Biz 1683'de Nemçe'den Beç'i alamadık ama 1686'de 'nazlı Budin'i' verdik. 26 Ocak 1699'da da Karlofça barış anlaşmasını imzaladık. Yenilgiyi ve küffarla denkliği ilk defa kabul ettiğimiz bir anlaşmadır o. Hammer Karlofça hakkında şunları yazar:
'Karlofça barışı, imparatorun ve Venedik'in Türkiye'ye ödediği onur kırıcı yıllık haraçları, Polonya'nın Padişah'ın basit bir tabii olan Kırım Hanı'na ödediği yıllık vergiyi kaldırıyor, bu devletlere şereflerini iade ediyordu. Türkleri Polonya'dan ve Macaristan'dan ebediyen sürüp atıyordu. Türk dehşetini Avrupalı muhayyilesinde siliyor, Türklerin yenilebileceklerinin ve ellerinden ülkeler almanın mümkün olduğunu gösteriyordu. Türk dağılmasının sanılandan daha derin olduğunu, IV. Murat ve Köprülerin ıslahat ve başarılarının geçici bulunduğunu ve yarayı saramadığını ispat ediyordu'
Karlofça'yı 1718'de Pasarofça izler. Yenilgilerimiz ve kayıplarımız sürmektedir. Arada bir göz kamaştırıcı galibiyetler de olmuyor değil. Almanlar ve Ruslara karşı kazanılan 1736-39 savaşları ve ardından gelen Belgrad Anlaşması Osmanlı'nın hala birinci sınıf devletler arasında olduğunu gösteriyordu. Ama nereye kadar?
Şu dörtlük Sultan III. Mustafa'ya aittir: 'Yıkılıpdur bu cihan sanmam ki bizde düzele/ Devlet-i çerh-i deni verdi kamu müptezele/Şimdi ebvab-ı saadette gezen hep hezele/İşimiz kaldı heman merhamet-i lem yezel'e.'
Bu dörtlüğü günümüz Türkçesine 'Yıkıldı bu cihan, sanmam ki biz de düzele/ Devletin çarkı soysuz adilere kaldı/ Şimdi saadet(devlet) kapısında gezenler hep hezele/ İşimiz kaldı bundan sonra sonsuz merhamete' diye çevirebiliriz. 'Hezele' kelimesinin Türkçesi'ni yazmadım/yazamadım, meraklısı Osmanlıca-Türkçe bir sözlüğe bakabilir.
Üçüncü Mustafa, bir taraftan orduda Mühendishane-i Berri Hümayun ve Mühendishane-i Bahri Hümayunları yani kara ve deniz mühendis okullarını kurmakta bir taraftan da Prusya İmparatoru Büyük Frederik'ten hal ve gidişi düzeltmek için 'müneccim' istemektedir.
Sonunda 1774'de Küçük Kaynarca Anlaşması imzalanır.
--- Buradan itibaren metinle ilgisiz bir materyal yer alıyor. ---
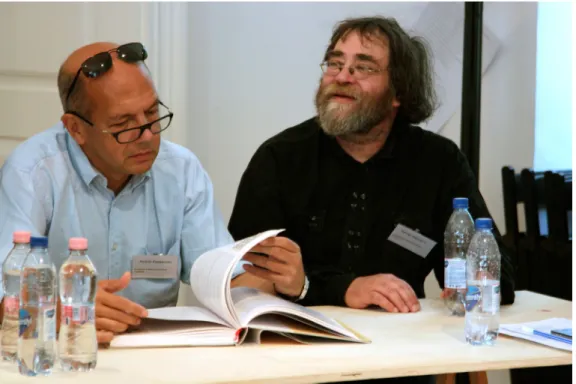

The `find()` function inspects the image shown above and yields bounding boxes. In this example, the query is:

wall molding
[141,2,190,146]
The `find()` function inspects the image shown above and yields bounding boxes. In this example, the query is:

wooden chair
[436,371,488,384]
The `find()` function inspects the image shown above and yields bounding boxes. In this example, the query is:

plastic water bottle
[0,231,30,361]
[444,197,474,316]
[17,237,56,376]
[58,238,98,371]
[465,218,500,345]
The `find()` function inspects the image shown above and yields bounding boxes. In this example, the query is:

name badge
[388,224,436,257]
[132,255,178,279]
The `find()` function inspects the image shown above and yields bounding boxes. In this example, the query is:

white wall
[534,2,574,170]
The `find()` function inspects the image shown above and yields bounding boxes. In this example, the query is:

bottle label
[18,308,32,336]
[61,305,94,325]
[4,296,20,317]
[466,285,482,312]
[444,259,466,289]
[482,284,500,313]
[44,307,56,340]
[466,284,500,313]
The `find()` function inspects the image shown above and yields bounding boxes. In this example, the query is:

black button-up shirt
[229,118,514,306]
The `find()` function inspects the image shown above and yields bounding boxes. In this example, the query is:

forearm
[301,271,357,307]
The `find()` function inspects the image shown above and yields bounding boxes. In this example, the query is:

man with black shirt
[229,17,514,320]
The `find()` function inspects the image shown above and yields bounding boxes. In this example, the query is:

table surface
[0,291,572,384]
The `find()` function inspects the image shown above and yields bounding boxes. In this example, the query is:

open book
[110,230,369,348]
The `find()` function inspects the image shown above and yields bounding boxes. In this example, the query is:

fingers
[96,317,128,333]
[98,272,131,293]
[96,289,148,317]
[373,275,420,313]
[371,291,398,312]
[244,253,290,274]
[243,264,282,283]
[397,279,420,312]
[259,236,300,253]
[96,331,114,346]
[385,289,410,313]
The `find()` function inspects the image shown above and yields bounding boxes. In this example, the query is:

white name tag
[132,255,178,279]
[388,224,436,257]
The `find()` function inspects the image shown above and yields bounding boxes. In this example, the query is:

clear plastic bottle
[17,237,56,376]
[444,197,474,316]
[465,218,501,345]
[58,238,98,371]
[0,231,30,361]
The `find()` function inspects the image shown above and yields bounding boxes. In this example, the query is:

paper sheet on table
[412,2,501,132]
[499,318,572,352]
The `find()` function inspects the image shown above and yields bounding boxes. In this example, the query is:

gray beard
[316,90,392,142]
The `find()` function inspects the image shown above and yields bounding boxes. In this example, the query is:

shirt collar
[66,131,99,186]
[66,131,152,191]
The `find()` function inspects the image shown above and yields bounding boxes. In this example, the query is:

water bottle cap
[30,236,48,248]
[476,217,492,229]
[68,237,88,251]
[12,231,30,244]
[452,197,468,209]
Bu anlaşma, çok az toprak kaybımıza rağmen, tarih boyunca imza koyduğumuz en kötü anlaşmalardan birisidir. Bu anlaşma ile Rusya, İngiltere ve Fransa'dan sonra dünyanın en kuvvetli üçüncü devleti durumuna yükseliyor, Türkiye ise dördüncülüğe düşüyordu. Karadeniz bir Türk gölü olmaktan çıkıyor, Kırım gibi 15 asırlık bir Türk Yurdunun kaderi Rusya'nın eline bırakılıyor ve hepsinden önemlisi Ortadoksluk bahanesiyle Rusya'nın Türkiye'nin içişlerine müdahalesine imkan veriliyordu.
O gün başlayan dış müdahaleler ne yazık ki imparatorluğun yıkılışına kadar artarak devam edecek, 1914'le 1938 arasındaki kesintiye rağmen Cumhuriyet döneminde de yeniden hortlayacaktır.